GREAT EXPECTATIONS by Charles Dickens

“I’m a heavy grubber, dear boy,” he said, as a polite kind of apology when he made an end of his meal, “but I always was. If it had been in my constitution to be a lighter grubber, I might ha’ got into lighter trouble. Similarly, I must have my smoke. When I was first hired out as shepherd t’other side the world, it’s my belief I should ha’ turned into a molloncolly-mad sheep myself, if I hadn’t a had my smoke.”

As he said so, he got up from the table, and putting his hand into the breast of the pea-coat he wore, brought out a short black pipe, and a handful of loose tobacco of the kind that is called Negro-head. Having filled his pipe, he put the surplus tobacco back again, as if his pocket were a drawer. Then, he took a live coal from the fire with the tongs, and lighted his pipe at it, and then turned round on the hearth-rug with his back to the fire, and went through his favourite action of holding out both his hands for mine.

“And this,” said he, dandling my hands up and down in his, as he puffed at his pipe; “and this is the gentleman what I made! The real genuine One! It does me good fur to look at you, Pip. All I stip’late, is, to stand by and look at you, dear boy!”

I released my hands as soon as I could, and found that I was beginning slowly to settle down to the contemplation of my condition. What I was chained to, and how heavily, became intelligible to me, as I heard his hoarse voice, and sat looking up at his furrowed bald head with its iron grey hair at the sides.

“I mustn’t see my gentleman a footing it in the mire of the streets; there mustn’t be no mud on his boots. My gentleman must have horses, Pip! Horses to ride, and horses to drive, and horses for his servant to ride and drive as well. Shall colonists have their horses (and blood ‘uns, if you please, good Lord!) and not my London gentleman? No, no. We’ll show ’em another pair of shoes than that, Pip; won’t us?”

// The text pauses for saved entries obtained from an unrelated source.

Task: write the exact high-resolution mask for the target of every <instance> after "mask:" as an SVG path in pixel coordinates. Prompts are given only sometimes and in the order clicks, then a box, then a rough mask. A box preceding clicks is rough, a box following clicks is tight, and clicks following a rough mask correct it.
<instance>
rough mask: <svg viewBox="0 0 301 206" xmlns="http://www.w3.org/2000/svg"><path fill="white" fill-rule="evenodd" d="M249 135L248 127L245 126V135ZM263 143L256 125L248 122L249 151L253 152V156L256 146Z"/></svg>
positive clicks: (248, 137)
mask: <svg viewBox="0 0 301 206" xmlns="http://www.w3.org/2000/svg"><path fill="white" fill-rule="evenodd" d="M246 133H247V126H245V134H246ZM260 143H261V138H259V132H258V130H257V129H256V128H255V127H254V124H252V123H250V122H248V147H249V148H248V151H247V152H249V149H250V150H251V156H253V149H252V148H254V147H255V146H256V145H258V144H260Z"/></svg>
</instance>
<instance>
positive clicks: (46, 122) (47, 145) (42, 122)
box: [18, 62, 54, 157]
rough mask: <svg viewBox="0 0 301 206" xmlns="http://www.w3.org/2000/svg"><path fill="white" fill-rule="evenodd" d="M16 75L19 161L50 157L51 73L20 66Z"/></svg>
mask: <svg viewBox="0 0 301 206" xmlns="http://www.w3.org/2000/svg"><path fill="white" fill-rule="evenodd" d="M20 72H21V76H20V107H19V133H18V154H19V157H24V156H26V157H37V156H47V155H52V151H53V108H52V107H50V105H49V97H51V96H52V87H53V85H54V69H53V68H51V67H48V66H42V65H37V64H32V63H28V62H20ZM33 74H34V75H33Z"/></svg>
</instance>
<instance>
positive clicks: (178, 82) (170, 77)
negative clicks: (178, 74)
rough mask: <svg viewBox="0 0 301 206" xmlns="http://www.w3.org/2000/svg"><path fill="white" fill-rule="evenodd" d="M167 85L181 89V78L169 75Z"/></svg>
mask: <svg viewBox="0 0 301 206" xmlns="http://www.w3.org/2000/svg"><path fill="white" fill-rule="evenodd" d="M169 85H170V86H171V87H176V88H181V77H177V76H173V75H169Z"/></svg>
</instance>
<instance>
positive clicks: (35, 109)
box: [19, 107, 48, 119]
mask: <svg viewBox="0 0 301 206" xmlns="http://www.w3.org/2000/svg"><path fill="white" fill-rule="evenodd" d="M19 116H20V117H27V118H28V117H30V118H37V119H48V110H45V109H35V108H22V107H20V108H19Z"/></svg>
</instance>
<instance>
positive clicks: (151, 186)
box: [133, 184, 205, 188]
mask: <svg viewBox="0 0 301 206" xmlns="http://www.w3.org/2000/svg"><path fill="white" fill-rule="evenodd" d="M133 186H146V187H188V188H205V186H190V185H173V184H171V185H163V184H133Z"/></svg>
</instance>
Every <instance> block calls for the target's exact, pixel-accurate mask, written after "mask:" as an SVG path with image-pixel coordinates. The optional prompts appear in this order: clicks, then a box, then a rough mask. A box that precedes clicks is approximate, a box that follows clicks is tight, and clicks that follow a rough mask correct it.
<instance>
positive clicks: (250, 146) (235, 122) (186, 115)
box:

He took out of his pocket a great thick pocket-book, bursting with papers, and tossed it on the table.

“There’s something worth spending in that there book, dear boy. It’s yourn. All I’ve got ain’t mine; it’s yourn. Don’t you be afeerd on it. There’s more where that come from. I’ve come to the old country fur to see my gentleman spend his money like a gentleman. That’ll be my pleasure. My pleasure ‘ull be fur to see him do it. And blast you all!” he wound up, looking round the room and snapping his fingers once with a loud snap, “blast you every one, from the judge in his wig, to the colonist a stirring up the dust, I’ll show a better gentleman than the whole kit on you put together!”

“Stop!” said I, almost in a frenzy of fear and dislike, “I want to speak to you. I want to know what is to be done. I want to know how you are to be kept out of danger, how long you are going to stay, what projects you have.”

“Look’ee here, Pip,” said he, laying his hand on my arm in a suddenly altered and subdued manner; “first of all, look’ee here. I forgot myself half a minute ago. What I said was low; that’s what it was; low. Look’ee here, Pip. Look over it. I ain’t a-going to be low.”

“First,” I resumed, half-groaning, “what precautions can be taken against your being recognized and seized?”

“No, dear boy,” he said, in the same tone as before, “that don’t go first. Lowness goes first. I ain’t took so many years to make a gentleman, not without knowing what’s due to him. Look’ee here, Pip. I was low; that’s what I was; low. Look over it, dear boy.”

Some sense of the grimly-ludicrous moved me to a fretful laugh, as I replied, “I have looked over it. In Heaven’s name, don’t harp upon it!”